I am Scottish, born and bred, with countless generations of Scottish ancestors going back to Eve and MacAdam. My wife is Scottish, my children are Scottish, I work in Scotland and I write books about Scotland for Scottish publishers. All these are facts.
At present this small country of ours is locked in an increasingly bitter dabate about independence. Should Scotland break free from the United Kingdom of Great Britain and be an independent country again – as she was from 843 AD until 1707, or should Scotland continue to be part of the Union that has lasted for 307 years. There are arguments on both sides, both emotive and economic, with facts and fictions thrown about like tartan confetti by various politicians.
I am not going to advise anybody which way to vote: I am certainly no politician. What I will say is this: we live in a democracy, with the power to make this decision via the ballot box. Nobody is forcing us to choose at the point of a gun. Yes there are economic threats put out by one camp, and economic promises by the other, but there are no armed soldiers or even armed police on the streets here and please God there never will be.

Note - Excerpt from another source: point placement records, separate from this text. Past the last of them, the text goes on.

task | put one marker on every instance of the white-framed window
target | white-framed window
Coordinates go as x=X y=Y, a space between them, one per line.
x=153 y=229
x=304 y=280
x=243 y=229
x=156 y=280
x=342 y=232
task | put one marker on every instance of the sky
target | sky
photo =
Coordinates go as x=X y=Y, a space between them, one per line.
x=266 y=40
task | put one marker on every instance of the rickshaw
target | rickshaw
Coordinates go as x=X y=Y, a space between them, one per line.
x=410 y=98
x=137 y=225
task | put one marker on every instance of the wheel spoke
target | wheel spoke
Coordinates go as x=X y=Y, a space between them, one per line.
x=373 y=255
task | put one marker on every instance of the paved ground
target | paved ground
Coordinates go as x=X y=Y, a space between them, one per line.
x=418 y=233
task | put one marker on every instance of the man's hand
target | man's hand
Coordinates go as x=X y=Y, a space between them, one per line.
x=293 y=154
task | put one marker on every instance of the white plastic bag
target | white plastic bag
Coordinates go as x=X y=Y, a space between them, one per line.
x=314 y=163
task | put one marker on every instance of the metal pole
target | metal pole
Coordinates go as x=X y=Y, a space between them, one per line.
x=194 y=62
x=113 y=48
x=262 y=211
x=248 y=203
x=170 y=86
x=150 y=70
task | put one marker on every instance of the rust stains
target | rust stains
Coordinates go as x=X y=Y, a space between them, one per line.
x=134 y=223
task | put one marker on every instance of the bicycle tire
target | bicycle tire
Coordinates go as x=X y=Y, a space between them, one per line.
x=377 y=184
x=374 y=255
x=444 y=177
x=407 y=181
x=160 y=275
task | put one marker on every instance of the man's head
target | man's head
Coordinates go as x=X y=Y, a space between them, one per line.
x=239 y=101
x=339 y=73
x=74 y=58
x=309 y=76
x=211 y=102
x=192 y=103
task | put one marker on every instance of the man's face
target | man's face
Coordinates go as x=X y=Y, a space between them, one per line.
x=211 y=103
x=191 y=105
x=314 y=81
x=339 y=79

The people of this nation – Scotland – and of the nation to the south of us – England – fought and struggled for centuries to achieve the right to vote. Democracy did not come easy; it came at a high price of bloodshed, imprisonment, state sponsored violence against the people and many hard decisions. It is freedom; it is something more important than where politicians live or what lies they tell.
Democracy is a very precious gift. A fundamental right.
So whoever wins the referendum, let us all remember that the next day the people have decided. Let us accept the outcome and move on in peace, having shown we are a mature people who deserve democracy and can accept the outcome, whether or not our side has won.